Rather than merely responding to capitalism and the desires it produces, Kim maintains a dual and ambivalent attitude. Hell, a three dimensional artwork, and Prajna, a video work whose theme is also Buddhist, could be such examples. In Prajna, which portrays Buddhist figures with large and small craters erupting here and there on the skin surface, the figures and the craters on the skin (symbolizing desire) conflict with each other. In Buddhism, desire is the origin and cause of all kinds of pain. It is the very nature of existence, the cause of karma. Without desire, there is no karma. However, humans cannot escape from desire. It is not about governing desire outside the realm of desires, but the emancipation of the self and individual journey to attain enlightenment.

In Kim’s latest works, he expands the scope of his work and adopts earthenware as subject matter. He places fragmented body parts where capitalism’s figures and icons of the era have been elaborately carved, tattoos of food on tableware. In this series, the artist lays out a very provocative interpretation of desire, and of sexual fetishes; he uses direct narration as a way to establish humans as objects of greed and voracity (for example, I want to eat you). A stifling feast of flesh is shown as sexual fetish, capitalist desire targeting commercialization of individuality is finally developed into the format of a meal, and desires become conspicuous in this process.

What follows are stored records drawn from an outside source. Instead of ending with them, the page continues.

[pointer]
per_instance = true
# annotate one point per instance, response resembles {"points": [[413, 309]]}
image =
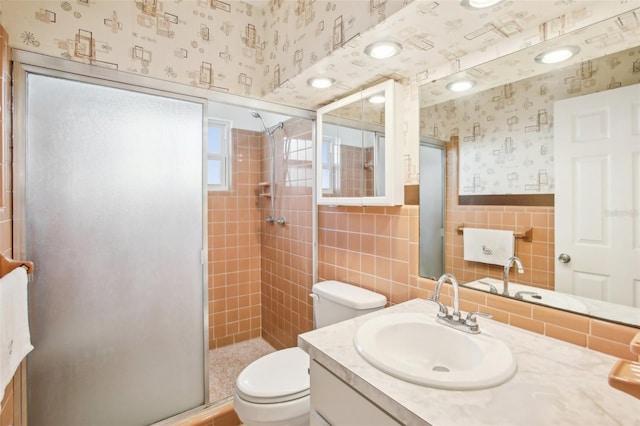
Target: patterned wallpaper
{"points": [[228, 46], [269, 48], [506, 133]]}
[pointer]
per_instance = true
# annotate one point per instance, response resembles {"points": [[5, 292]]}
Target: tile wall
{"points": [[287, 251], [377, 248], [234, 247]]}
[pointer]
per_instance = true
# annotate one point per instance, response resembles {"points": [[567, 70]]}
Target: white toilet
{"points": [[274, 390]]}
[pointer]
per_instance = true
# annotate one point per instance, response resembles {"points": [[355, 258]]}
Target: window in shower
{"points": [[330, 165], [218, 151]]}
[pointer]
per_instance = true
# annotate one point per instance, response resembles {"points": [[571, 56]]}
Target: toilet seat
{"points": [[278, 377]]}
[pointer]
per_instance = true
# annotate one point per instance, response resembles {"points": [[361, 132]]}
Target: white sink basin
{"points": [[415, 348]]}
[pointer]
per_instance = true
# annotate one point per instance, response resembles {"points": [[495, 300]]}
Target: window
{"points": [[330, 162], [218, 153]]}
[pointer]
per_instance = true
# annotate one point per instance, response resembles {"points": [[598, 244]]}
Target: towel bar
{"points": [[8, 265], [526, 235]]}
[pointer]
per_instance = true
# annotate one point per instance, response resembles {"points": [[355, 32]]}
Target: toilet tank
{"points": [[335, 301]]}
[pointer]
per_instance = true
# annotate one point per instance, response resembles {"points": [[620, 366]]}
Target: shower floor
{"points": [[226, 363]]}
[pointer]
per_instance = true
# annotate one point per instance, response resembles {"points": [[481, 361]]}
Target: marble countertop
{"points": [[556, 383]]}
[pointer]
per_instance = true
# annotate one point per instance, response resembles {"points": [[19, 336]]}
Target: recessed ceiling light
{"points": [[461, 85], [479, 4], [321, 82], [383, 49], [557, 55]]}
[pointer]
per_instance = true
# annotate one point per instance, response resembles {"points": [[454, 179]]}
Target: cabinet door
{"points": [[333, 402]]}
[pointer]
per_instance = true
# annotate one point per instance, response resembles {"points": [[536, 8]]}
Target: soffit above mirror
{"points": [[598, 40], [438, 38]]}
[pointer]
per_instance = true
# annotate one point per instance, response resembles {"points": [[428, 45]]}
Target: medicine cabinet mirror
{"points": [[358, 155]]}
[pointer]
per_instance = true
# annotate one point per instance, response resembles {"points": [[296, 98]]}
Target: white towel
{"points": [[488, 245], [15, 339]]}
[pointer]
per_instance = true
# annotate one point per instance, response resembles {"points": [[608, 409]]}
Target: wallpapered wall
{"points": [[506, 133], [229, 46]]}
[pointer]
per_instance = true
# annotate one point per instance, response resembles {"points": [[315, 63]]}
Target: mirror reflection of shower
{"points": [[272, 174]]}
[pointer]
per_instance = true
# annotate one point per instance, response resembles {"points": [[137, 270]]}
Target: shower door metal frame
{"points": [[19, 129]]}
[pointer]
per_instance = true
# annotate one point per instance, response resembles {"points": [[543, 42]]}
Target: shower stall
{"points": [[110, 201], [140, 270], [269, 131]]}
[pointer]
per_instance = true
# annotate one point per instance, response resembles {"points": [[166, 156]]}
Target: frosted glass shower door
{"points": [[114, 223]]}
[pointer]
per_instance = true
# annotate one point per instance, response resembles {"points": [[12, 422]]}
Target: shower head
{"points": [[269, 130], [272, 129]]}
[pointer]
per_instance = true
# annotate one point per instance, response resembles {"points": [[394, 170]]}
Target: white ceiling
{"points": [[440, 38]]}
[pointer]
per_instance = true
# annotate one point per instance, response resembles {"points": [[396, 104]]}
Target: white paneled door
{"points": [[597, 199]]}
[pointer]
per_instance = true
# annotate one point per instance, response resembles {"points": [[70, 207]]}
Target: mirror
{"points": [[501, 154], [356, 135]]}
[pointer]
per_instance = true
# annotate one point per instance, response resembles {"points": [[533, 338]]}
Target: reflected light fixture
{"points": [[461, 85], [556, 55], [479, 4], [321, 82], [383, 49], [377, 99]]}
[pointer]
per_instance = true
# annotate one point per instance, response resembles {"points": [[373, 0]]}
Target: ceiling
{"points": [[440, 38]]}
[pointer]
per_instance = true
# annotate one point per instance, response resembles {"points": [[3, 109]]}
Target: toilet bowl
{"points": [[274, 390]]}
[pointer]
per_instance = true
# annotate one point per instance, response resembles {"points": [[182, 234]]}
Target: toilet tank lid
{"points": [[349, 295]]}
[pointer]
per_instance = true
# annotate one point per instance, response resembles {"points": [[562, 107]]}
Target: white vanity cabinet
{"points": [[334, 402], [359, 149]]}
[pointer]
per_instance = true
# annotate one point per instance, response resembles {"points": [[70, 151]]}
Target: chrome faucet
{"points": [[492, 288], [505, 274], [469, 324]]}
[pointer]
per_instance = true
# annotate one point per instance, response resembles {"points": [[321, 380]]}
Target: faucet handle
{"points": [[443, 312], [521, 293], [471, 317]]}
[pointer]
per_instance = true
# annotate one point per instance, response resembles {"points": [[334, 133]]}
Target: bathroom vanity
{"points": [[555, 383]]}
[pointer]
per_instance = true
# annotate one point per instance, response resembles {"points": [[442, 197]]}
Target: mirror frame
{"points": [[393, 182]]}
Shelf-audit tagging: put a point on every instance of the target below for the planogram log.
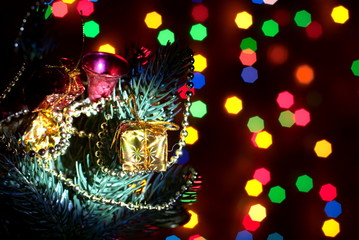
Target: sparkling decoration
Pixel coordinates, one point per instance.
(107, 48)
(91, 29)
(255, 124)
(304, 183)
(323, 148)
(249, 74)
(153, 20)
(233, 105)
(198, 109)
(243, 20)
(328, 192)
(304, 74)
(198, 32)
(253, 188)
(193, 220)
(200, 13)
(257, 212)
(302, 18)
(263, 139)
(200, 63)
(333, 209)
(286, 119)
(340, 14)
(285, 99)
(192, 136)
(270, 28)
(165, 36)
(277, 194)
(262, 175)
(248, 43)
(331, 228)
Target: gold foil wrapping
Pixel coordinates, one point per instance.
(143, 147)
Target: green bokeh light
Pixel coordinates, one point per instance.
(198, 32)
(166, 36)
(302, 18)
(198, 109)
(286, 118)
(91, 29)
(277, 194)
(249, 43)
(270, 28)
(255, 124)
(304, 183)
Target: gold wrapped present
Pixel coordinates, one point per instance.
(143, 145)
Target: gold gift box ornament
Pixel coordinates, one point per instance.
(142, 145)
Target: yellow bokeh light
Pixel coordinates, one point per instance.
(340, 14)
(254, 188)
(323, 148)
(331, 228)
(233, 105)
(68, 1)
(200, 63)
(193, 220)
(263, 139)
(192, 136)
(244, 20)
(257, 212)
(153, 20)
(107, 48)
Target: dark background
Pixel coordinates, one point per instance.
(224, 154)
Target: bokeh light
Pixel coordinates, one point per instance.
(304, 74)
(328, 192)
(255, 124)
(263, 139)
(198, 32)
(285, 99)
(59, 9)
(270, 28)
(257, 212)
(340, 14)
(107, 48)
(192, 136)
(243, 20)
(302, 117)
(331, 228)
(153, 20)
(233, 105)
(275, 236)
(248, 57)
(277, 194)
(304, 183)
(198, 109)
(355, 67)
(249, 224)
(199, 80)
(314, 30)
(262, 175)
(200, 63)
(302, 18)
(249, 74)
(286, 119)
(244, 235)
(248, 43)
(323, 148)
(193, 220)
(253, 188)
(200, 13)
(91, 29)
(85, 7)
(277, 54)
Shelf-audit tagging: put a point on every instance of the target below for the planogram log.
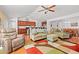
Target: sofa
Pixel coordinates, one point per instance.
(56, 33)
(37, 33)
(11, 41)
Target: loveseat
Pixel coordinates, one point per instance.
(10, 40)
(37, 33)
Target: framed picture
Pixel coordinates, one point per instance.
(74, 24)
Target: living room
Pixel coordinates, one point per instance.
(39, 29)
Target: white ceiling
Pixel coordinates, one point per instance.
(18, 10)
(30, 11)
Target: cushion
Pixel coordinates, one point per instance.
(75, 47)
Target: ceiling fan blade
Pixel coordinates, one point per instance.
(40, 10)
(52, 6)
(44, 7)
(45, 12)
(52, 10)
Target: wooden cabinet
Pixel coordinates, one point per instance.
(24, 24)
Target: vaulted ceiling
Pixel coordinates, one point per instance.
(31, 11)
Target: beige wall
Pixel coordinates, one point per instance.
(3, 19)
(3, 16)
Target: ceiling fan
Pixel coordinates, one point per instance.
(46, 9)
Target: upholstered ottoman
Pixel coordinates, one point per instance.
(18, 42)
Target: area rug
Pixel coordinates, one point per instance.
(31, 49)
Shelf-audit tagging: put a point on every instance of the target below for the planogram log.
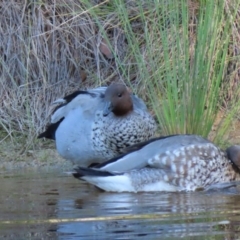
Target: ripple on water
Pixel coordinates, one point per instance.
(52, 205)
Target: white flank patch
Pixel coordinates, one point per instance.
(118, 183)
(160, 186)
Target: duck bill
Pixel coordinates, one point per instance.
(107, 109)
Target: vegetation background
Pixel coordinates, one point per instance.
(180, 56)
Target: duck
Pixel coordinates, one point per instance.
(98, 124)
(171, 163)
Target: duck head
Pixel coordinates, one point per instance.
(117, 100)
(233, 153)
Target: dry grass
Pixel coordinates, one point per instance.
(49, 48)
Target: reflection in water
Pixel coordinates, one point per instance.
(56, 206)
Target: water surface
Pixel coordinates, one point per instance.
(53, 205)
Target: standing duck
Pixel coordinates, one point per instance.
(172, 163)
(94, 125)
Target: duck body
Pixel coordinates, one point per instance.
(87, 130)
(172, 163)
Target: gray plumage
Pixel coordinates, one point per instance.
(173, 163)
(94, 125)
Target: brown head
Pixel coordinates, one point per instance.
(233, 154)
(118, 100)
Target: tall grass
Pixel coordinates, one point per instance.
(174, 54)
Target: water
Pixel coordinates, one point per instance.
(56, 206)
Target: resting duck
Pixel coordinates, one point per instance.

In fact, such capitalist desires are more fundamental in some of his works, such as those featuring bodies without faces. A body without a face is a body whose persona has been castrated and therefore a body whose commercialization has been thoroughly realized, implying the indiscrimination of capital. The artist also plays on the variations of this indiscrimination of capital in the form of bricolage. In other words, all kinds of heterogeneous things are hybrids that have been combined and synthesized into a single whole and target a compounded objecthood totally different from reality, resembling a virtual reality phenomenon. Instead of re-presenting, re-acting, re-identifying a knowable reality, a new reality and a virtual actuality are created. Therefore, although the appearance resembles a sensuous reality, in fact it heads towards a different dimension, one that opens up to a banquet of bodies looking like the fantasy industry of capitalism. In the end, his works may be read as a simple response to the fantasy industry, but also as a more aggressive strategy to implode capitalism by monopolizing indiscrimination--capitalism’s innate syntax (for example, as attempts to dismantle the commercialized body by applying indiscrimination excessively).